DROP_NEWNOTSYN fills up my logs and from what i read in wiki and on web, it is pretty much a bad implementation in iptables and pretty much irrelevant.
If the web-wisdom is correct, then why is it still on for logging by default installing ipfire. ?
Or did it somehow become useful again recently ?
It really messes up logs, and I see no purpose for it according to what I read on the web.
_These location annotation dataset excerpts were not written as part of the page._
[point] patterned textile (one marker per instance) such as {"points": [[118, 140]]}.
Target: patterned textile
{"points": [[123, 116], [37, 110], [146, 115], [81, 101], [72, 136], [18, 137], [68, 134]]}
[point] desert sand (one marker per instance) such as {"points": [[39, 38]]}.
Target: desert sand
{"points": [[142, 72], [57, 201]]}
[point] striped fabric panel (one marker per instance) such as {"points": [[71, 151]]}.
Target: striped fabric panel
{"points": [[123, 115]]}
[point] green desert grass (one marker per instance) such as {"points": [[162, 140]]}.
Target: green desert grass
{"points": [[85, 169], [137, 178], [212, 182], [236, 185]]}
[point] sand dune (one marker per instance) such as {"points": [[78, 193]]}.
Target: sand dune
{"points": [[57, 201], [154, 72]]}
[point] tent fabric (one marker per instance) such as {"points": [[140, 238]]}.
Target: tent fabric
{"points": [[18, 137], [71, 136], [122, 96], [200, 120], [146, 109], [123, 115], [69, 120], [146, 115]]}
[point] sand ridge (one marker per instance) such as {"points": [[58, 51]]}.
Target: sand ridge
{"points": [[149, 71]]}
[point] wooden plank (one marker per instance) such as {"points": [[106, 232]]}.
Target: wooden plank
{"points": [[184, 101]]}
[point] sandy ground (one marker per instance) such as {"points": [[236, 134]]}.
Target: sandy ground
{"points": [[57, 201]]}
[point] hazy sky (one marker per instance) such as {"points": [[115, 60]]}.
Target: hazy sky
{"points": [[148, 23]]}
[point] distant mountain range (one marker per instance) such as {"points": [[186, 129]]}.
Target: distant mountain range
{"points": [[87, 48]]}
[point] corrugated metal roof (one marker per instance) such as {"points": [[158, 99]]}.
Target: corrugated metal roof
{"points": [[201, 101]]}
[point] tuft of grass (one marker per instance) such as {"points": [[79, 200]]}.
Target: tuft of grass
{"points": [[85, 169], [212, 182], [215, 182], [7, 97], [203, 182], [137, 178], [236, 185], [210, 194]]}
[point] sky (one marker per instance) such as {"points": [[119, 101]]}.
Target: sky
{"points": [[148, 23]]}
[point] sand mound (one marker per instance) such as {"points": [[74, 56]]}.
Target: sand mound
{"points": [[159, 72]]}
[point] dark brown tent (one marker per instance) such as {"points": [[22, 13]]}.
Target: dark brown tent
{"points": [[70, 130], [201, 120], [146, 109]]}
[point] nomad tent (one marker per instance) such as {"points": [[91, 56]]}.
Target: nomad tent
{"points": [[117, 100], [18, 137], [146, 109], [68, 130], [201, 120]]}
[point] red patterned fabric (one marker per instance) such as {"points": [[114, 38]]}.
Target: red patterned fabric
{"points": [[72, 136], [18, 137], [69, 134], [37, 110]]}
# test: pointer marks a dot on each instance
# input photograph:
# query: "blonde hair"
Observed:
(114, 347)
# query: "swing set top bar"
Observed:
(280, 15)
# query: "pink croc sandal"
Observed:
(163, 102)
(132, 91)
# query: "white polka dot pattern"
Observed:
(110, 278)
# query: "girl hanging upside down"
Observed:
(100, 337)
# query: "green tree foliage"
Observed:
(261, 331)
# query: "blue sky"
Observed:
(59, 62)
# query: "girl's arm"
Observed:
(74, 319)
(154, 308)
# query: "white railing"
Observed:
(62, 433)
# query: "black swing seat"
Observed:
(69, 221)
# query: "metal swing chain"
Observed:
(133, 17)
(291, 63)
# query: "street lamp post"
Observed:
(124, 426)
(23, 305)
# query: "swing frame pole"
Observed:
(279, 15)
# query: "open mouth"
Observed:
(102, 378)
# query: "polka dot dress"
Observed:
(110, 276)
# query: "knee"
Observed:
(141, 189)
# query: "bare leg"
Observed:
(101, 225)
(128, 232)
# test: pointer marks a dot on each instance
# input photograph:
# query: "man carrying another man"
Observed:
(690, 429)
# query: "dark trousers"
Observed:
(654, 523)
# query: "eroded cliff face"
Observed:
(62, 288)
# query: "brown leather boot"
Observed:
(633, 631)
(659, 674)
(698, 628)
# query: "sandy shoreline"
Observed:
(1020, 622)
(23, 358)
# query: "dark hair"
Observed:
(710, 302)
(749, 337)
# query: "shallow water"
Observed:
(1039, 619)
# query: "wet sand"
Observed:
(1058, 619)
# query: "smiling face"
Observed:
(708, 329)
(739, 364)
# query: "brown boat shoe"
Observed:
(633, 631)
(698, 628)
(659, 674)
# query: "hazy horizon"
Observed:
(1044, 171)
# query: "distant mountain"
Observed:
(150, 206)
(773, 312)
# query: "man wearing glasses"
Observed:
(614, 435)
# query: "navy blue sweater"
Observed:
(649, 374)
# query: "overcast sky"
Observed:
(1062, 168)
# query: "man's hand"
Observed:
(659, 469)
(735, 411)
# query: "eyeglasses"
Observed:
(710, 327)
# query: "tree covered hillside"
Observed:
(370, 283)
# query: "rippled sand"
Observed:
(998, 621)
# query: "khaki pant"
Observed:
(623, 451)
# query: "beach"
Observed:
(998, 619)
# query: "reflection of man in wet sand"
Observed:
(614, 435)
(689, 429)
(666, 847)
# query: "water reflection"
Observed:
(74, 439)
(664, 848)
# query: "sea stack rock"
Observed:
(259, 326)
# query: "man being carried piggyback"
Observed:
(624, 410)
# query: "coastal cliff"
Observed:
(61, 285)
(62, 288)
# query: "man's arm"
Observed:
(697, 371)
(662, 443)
You can disable the logging. It is NOT a bad implementation in iptables and it is NOT necessarily irrelevant as it can be a way to attack the firewall, therefore a default “on” settings is justified, given also the possibility to set it off if you want. All you need to know is in the wiki page that I linked.
That was not the question. i obviously know I can disable it, which is clear if you read my initial post. I said why “default on” if it is known to be benign and a bad implementation.
My question was : Why is it on by default after installation, knowing that it is not of much use.
Re your answer that it can be used to attack the firewall:
Since you have information you rely on to make this claim;
Please show the examples how this have been used succesfully to breach ipfire and what methods are used.
I have to ask as there is a wall of evidence opposite to what you claim, online.
Disclosing this information would help to get to the truth.
@cfusco , @zimbodel ,
you both haven’t disclosed your information!
‘The wall of evidence online’ isn’t a proof. There are many statements in the web about many things.
If the ‘DROP_NEWNOTSYN’ is in fact a known ‘bad implementation in iptables’, this issue will be corrected sometimes. Logging in IPFire can be used as a measure of the state of this problem. This implies you know the false-positives.
This was seemingly implemented to allow several redundant firewalls, for failure fallover.
For a user with only one firewall, this entire boondoggle might become irrelevant.
It should just be blocked by default.
For single firewalls without fallover, Just reject a new state without a syn bit set.
Why should I have to know that a packet with a “New” state without a “Syn” bit set is attempted…if the Syn bit issue has been set hard by a rule in ipfire that is not really relevant to my use of a firewall as a non-failover firewall user?
It’s a message that IPFire has recieved a tcp packet with no matching connection and it has no SYN flag to open a new connection. This packet cannot correct forwarded so it should dropped to save bandwich.
My former post wasn’t mainly about the meaning of DROP_NEWNOTSYN, but about the discussion whether the implementation is bad. @zimbodel stated this according to the ‘web-wisdom’.
I know that, as is clear from my responses.
Since this is by default blocked, else without syn set, it may pass through the firewall undetected with a new state packet. that part I understand, but there are literally 10 folds of firewall rules with the same level of severity that is not in the log option. So my question was, why then pick to log this one. All I want is the reason to add this particular one above others ?
That s all
I just switch the newnotsyn logging off, unless I want to look at the DMZ.
The only use I found for it was to monitor an external firewalled DMZ (not ipfire native).
I found it alarming what commercial firewalls let through and that is what made me switch to ipfire in the first place.
fair enough, this is mine. The link is coming from a previous thread on the subject. According to what I read there, I disagree with @zimbodel and I think this has merit to be set on by default (speaking about the logging), even just considering the benefit of seeing the log and doing some research to understand the issue and learning something more about configuring firewalls. I also disagree with the statement that this issue is originated by (quoting OP) a bad implementation in iptables. The post I linked criticized a bad documentation and that has definitely more merit than bad implementation, from my point of view, of course.
EDIT: I forgot to add that the argument @zimbodel presents concerning logging by default is well informed and it is sensible, I just happen to disagree with the conclusion, but I definitely agree with the premise.